Melalui  Keppres  44 Tahun 1994 tentang Pengembangan Kawasan Perbatasan, sejumlah perusahaan milik Primkopad termasuk PT. Yamaker (Yayasan Maju Kerja) milik TNI diminta untuk terlibat dalam mengelola hutan dengan tujuan sekaligus  sebagai  pengamanan kawasan itu.
 
Namun, ketika BJ Habibie menjadi Presiden dan Menhut saat itu Muslimin Nasution menemukan bukti bahwa peran dari TNI ternyata malah bukan mengamankan namun terindikasi berkolusi dengan cukong dari Malaysia untuk membabat hutan Indonesia.

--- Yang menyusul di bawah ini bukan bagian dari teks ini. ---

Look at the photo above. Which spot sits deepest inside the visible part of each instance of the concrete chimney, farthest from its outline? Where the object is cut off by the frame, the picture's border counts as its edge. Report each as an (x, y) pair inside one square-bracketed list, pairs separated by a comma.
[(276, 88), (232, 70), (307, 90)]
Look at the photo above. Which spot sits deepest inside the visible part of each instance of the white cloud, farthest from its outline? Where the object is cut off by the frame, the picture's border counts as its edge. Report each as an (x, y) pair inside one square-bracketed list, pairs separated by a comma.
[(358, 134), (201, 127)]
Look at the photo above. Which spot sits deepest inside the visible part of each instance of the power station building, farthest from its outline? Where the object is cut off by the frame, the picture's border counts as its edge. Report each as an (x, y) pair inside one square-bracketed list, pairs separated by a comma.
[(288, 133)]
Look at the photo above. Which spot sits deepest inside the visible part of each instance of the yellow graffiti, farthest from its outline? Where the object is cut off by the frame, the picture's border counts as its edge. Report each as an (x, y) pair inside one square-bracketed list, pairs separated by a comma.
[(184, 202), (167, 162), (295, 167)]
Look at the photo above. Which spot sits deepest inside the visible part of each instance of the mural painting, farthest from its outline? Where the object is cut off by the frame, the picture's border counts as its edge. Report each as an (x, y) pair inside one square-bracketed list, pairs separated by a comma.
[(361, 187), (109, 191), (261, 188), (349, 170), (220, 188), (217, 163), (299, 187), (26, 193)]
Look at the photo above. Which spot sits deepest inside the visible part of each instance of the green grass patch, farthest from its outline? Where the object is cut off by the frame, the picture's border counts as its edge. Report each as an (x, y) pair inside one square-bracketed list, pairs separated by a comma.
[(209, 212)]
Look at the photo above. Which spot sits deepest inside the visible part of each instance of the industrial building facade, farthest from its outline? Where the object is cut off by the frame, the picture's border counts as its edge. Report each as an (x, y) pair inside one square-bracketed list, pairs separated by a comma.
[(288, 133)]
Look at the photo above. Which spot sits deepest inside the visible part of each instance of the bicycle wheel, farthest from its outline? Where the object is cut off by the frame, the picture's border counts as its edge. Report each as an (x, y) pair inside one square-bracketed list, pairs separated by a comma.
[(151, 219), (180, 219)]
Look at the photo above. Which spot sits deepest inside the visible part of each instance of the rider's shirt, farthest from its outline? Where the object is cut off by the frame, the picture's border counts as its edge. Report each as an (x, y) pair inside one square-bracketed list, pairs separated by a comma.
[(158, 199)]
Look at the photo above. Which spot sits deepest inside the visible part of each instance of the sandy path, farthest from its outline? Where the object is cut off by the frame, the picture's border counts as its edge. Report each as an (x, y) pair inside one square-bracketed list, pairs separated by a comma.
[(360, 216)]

Dalam  sebuah  seminar tentang pengelolaan hutan yang diselenggarakan Fakultas Kehutanan Unmul 2004, Direktur Forest Wacht Indonesia (FWI), Togu Manurung mengatakan bahwa ada hal yang menarik dari pernyataan pihak Pemerintah  Malaysia  bahwa  seharus Indonesia mempertanyakan mengapa kayu dari Indonesia dijual ke mereka.

Saat itu, Pemerintah Indonesia mengeluarkan pernyataan bahwa Malaysia mencuri kayu dari Indonesia. "Dengan pernyataan itu, seharusnya kita melakukan introspeksi mengapa kasus ini terjadi, artinya masalah pengawasan kita di perbatasan lemah dan masih banyak indikasi terjadi penyimpangan seperti kolusi sehingga kayu dari Indonesia bisa lolos,"  kata Togu Manurung.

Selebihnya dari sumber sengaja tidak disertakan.